What kinds of processes and equipment are commonly used in precision machining?

There are some very specialised methods for CNC machining, such as electric discharge machining (EDM), additive machining and 3D laser printing. Wire machining, for example, uses conductive materials – typically metals – and electric discharge machining to wear the workpiece into complex shapes.

However, here the focus is on milling and turning processes – two subtractive methods that are widely available and often used in precision CNC machining.

Milling vs. turning

Milling is a machining process that uses a rotary, cylindrical cutting tool to remove material and create shapes. Milling equipment, known as a mill or machining centre, produces a universe of complex part geometries on some of the largest machined metal objects.

An important feature of milling is that the workpiece remains stationary while the cutting tool rotates. In other words, the rotating cutting tool in a milling cutter moves around the workpiece, which remains stationary on the substrate.

Turning is the cutting or shaping of a workpiece on what is called a lathe. Typically, the lathe rotates the workpiece about a vertical or horizontal axis while a stationary cutting tool (which may or may not rotate) moves along the programmed axis.

The tool cannot move around the workpiece. The material rotates so that the tool can perform the programmed operations. (There is a subset of lathes where the tools rotate around a spool wire, but that is not discussed here.)

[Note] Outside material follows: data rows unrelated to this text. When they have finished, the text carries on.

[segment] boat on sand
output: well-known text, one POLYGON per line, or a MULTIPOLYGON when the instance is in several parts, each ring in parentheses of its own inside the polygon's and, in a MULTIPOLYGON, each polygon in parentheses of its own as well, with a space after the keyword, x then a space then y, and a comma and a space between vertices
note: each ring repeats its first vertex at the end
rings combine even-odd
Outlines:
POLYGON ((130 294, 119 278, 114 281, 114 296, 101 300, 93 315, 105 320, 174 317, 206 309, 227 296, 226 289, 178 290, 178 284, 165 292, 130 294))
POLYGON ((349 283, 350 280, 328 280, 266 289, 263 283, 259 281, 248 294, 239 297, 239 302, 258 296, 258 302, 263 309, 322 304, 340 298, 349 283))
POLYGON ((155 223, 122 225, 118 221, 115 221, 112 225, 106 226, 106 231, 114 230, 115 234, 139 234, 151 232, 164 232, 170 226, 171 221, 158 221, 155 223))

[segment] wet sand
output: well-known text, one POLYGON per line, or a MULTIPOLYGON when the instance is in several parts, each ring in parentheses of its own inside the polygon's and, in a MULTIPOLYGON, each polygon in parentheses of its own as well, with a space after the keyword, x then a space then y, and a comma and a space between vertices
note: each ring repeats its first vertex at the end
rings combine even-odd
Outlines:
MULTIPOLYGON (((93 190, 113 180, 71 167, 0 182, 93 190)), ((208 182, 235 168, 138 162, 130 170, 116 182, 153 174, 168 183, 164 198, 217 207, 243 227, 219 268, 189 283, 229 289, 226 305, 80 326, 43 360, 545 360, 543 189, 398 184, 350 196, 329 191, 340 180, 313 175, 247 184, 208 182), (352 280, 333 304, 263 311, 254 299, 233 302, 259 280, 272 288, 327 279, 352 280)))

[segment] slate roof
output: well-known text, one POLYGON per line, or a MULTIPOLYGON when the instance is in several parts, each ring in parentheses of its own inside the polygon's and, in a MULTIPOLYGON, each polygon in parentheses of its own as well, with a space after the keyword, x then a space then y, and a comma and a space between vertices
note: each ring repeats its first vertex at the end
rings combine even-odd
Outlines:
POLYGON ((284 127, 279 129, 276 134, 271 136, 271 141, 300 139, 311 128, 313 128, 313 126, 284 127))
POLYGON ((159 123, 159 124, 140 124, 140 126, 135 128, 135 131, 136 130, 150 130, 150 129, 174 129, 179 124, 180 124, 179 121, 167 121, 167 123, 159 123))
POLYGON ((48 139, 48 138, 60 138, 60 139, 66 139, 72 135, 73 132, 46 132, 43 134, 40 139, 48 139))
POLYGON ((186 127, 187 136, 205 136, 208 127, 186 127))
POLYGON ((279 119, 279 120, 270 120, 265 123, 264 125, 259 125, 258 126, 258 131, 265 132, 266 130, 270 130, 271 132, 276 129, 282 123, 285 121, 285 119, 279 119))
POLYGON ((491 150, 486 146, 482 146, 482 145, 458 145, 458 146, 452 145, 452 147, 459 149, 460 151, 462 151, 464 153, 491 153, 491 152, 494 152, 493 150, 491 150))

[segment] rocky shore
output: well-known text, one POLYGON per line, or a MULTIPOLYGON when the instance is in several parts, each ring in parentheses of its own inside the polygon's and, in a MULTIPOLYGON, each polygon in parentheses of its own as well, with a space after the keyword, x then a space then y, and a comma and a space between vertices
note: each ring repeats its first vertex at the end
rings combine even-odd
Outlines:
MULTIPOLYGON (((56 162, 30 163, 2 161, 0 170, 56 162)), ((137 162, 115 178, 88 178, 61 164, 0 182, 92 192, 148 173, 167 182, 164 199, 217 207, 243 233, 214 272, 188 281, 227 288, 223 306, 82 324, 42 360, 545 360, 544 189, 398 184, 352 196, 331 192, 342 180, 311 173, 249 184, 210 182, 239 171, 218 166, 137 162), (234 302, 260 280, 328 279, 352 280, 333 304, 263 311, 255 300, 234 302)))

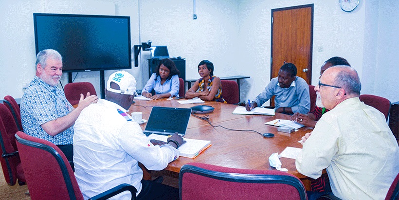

In turning, the workpiece rotates, unlike in milling. The workpiece rotates on the lathe spindle and the cutting tool is brought into contact with the workpiece.

Manual and CNC machining

Manual versions of both milling machines and lathes are available, but for small parts, i.e. applications where large quantities of parts are produced to tight tolerances, CNC machines are better suited due to their scalability and repeatability.

Precision CNC machines include not only simple two-axis machines where the tool moves in the X and Z axes, but also multi-axis machines where the workpiece also moves. Unlike lathes, where the workpiece only rotates and the tool moves to create the shape.

This multi-axis configuration allows for more complex shapes to be produced in a single operation without the need for additional work by the machine operator. This not only facilitates the manufacture of complex parts, but also reduces or eliminates the possibility of operator error.

In addition, the use of high-pressure coolant in precision CNC machining can prevent swarf from entering the workpiece, even on machines with vertical spindles.